By Karl Vick
Washington Post Foreign Service
Tuesday, April 5, 2005; Page A14
MIDYAT, Turkey
On the day the genies show up, seemingly everyone in this historic town in southeastern Turkey heads for the door.
“On Black Wednesdays, you have to go to picnics and stay outdoors,” said Summeyye Saltik, 15, on the playground of the local primary school where attendance dipped, as it always does, on the second Wednesday in March. “If you’re indoors, genies will visit your house.”
Children in Midyat raise hands to indicate if they believe genies visit local houses. The belief is one of the last cultural remnants of the Yazidis, most of whom have left the town.
“Because the houses used to belong to them and they come to claim them,” added a classmate, Bushra Gokce.
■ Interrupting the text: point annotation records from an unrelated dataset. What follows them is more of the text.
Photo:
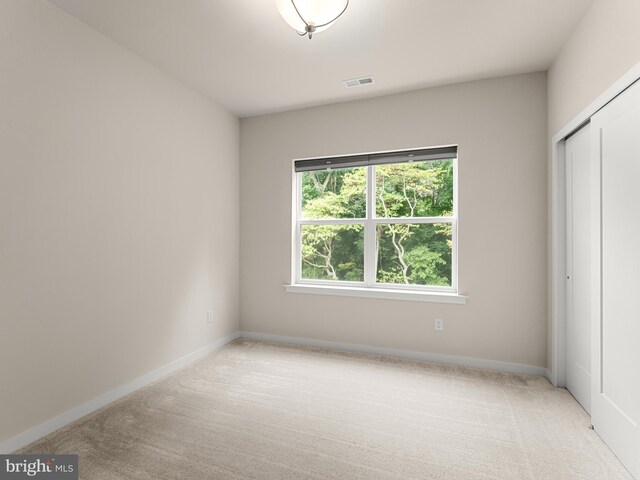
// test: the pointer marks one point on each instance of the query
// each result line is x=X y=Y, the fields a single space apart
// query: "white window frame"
x=448 y=294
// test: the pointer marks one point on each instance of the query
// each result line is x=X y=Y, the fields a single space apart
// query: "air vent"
x=359 y=82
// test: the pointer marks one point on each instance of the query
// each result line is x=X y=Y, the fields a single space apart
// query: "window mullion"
x=370 y=231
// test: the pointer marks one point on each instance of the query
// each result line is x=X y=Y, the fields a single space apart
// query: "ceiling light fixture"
x=311 y=16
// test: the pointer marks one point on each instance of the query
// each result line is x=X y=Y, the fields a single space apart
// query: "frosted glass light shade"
x=315 y=12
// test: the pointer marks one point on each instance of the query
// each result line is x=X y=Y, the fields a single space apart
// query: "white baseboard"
x=408 y=354
x=53 y=424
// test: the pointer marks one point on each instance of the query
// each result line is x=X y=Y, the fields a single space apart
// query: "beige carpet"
x=256 y=410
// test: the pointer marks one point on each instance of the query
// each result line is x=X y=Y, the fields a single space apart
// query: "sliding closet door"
x=578 y=269
x=616 y=335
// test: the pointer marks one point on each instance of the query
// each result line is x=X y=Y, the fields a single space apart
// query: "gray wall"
x=118 y=213
x=602 y=48
x=500 y=126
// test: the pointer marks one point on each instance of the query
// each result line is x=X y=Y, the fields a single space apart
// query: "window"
x=381 y=221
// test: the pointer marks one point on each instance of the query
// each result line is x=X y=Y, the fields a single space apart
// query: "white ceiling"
x=244 y=56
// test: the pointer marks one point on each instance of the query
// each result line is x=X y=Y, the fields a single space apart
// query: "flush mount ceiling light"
x=311 y=16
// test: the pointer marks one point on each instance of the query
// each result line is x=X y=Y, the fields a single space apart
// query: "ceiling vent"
x=359 y=82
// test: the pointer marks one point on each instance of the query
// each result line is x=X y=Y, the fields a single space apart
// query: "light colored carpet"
x=257 y=410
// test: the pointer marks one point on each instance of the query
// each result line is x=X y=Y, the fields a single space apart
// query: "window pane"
x=415 y=254
x=418 y=189
x=338 y=193
x=333 y=252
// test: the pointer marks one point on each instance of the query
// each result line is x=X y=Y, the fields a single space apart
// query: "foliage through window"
x=378 y=220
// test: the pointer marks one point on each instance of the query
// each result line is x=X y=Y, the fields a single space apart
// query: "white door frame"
x=557 y=368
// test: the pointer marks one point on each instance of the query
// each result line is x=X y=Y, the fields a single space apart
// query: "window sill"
x=388 y=294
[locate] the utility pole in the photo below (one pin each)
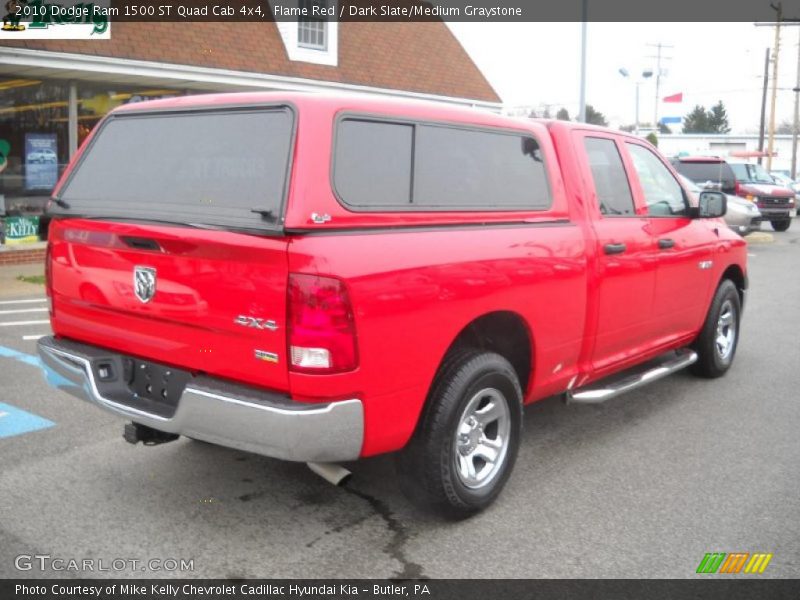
(763, 107)
(659, 57)
(584, 25)
(771, 139)
(796, 123)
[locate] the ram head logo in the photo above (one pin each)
(144, 283)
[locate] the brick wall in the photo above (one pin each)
(416, 57)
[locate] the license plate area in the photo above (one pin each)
(143, 385)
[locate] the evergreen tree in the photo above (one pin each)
(718, 119)
(696, 121)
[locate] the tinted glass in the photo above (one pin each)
(372, 166)
(453, 168)
(662, 192)
(478, 169)
(702, 172)
(610, 180)
(203, 167)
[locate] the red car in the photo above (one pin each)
(320, 278)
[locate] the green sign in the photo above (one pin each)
(21, 230)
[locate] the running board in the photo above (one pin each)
(615, 385)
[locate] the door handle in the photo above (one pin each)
(614, 248)
(666, 243)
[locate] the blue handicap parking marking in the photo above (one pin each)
(15, 421)
(28, 359)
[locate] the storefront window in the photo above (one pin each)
(33, 140)
(34, 134)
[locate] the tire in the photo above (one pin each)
(781, 224)
(717, 342)
(473, 411)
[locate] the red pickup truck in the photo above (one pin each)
(319, 278)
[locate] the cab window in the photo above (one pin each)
(611, 185)
(662, 192)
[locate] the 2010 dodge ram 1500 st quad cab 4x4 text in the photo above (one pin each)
(319, 278)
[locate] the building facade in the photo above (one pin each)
(53, 92)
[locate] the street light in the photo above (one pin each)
(647, 73)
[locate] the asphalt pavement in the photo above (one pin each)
(642, 486)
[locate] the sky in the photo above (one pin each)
(538, 64)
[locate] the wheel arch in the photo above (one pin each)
(735, 274)
(505, 332)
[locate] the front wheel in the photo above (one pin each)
(466, 443)
(781, 224)
(716, 344)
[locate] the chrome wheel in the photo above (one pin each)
(725, 339)
(482, 438)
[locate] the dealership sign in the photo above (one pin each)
(21, 230)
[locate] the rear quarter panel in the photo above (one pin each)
(414, 291)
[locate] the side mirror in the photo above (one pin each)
(711, 205)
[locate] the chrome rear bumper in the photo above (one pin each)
(219, 412)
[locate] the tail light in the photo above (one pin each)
(321, 333)
(48, 277)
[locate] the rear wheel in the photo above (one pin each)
(781, 224)
(466, 443)
(716, 344)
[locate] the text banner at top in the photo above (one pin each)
(418, 10)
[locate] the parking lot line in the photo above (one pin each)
(15, 421)
(26, 301)
(15, 323)
(29, 359)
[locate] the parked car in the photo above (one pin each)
(783, 178)
(776, 203)
(742, 215)
(360, 276)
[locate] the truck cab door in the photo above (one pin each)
(684, 247)
(624, 279)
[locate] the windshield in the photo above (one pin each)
(707, 172)
(751, 173)
(221, 168)
(689, 184)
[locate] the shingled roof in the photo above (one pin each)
(418, 57)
“They can be anybody,” explained a third girl, Serap Ceylan. “They can be Muslims or anybody who lived here before.”
That makes the possibilities almost endless in Midyat, which over the centuries has been inhabited or visited by people of a vast assortment of faiths, including the Yazidis, the obscure sect that introduced the town to the springtime escapes of Black Wednesday.
But while the Yazidi wariness of house-haunting genies has spread to many other groups in the area, the number of Yazidis has dwindled considerably. Of about 5,600 Yazidis who lived in the area in the 1980s, only 15 are left.
Midyat, a town that predates Christianity and Islam, once reflected the deep diversity of a region where faiths overlapped and conquering armies advanced and retreated. Scholars say its very name may be a mix of Farsi, Arabic and Assyrian that translates as “mirror.”
But what this town of 57,000 reflects these days is a growing sameness. The Armenian Christians who built many of the old city’s medieval stone buildings disappeared in the early 20th-century conflict that Armenians and many historians have called genocide. The Assyrian Christians who long accounted for the majority in Midyat have been reduced to just 100 families.
As for the Yazidis: “They were not causing any problems, but it was still better that they left,” said Nazete Koksal, an ethnic Kurd seated on a sofa under the arched stone roof of a house her husband, an Arab, bought from a Yazidi family.
“They’re dirty,” Koksal said. “Their religion is dirty. They pray to the devil. We pray to God.”
Still, she expressed some nostalgia for the days before so many groups fled her city. “Before they left, we used to be friends,” she said.
In some ways, present-day Midyat reflects the founding principles of modern Turkey. Rising from the ruins of the Ottoman Empire, an Islamic sultanate that tolerated religious minorities as second-class citizens, the Turkish republic was founded on a fierce assertion of national identity. The concept of Turkishness rooted the new nation-state firmly in the hills of the Anatolian peninsula once known as Asia Minor. But it also denied the notion of any other identity existing there.
More than 80 years after the republic was formed, anti-minority feelings can run close to the surface. Last year, an ultranationalist literally tore to pieces a human rights report on minorities before television cameras. In eastern Turkey this month, unemployed youths were hired to portray Armenians in a civic skit depicting a conflict with Turks that was more even-handed than history suggests; municipal workers reportedly had refused to take part.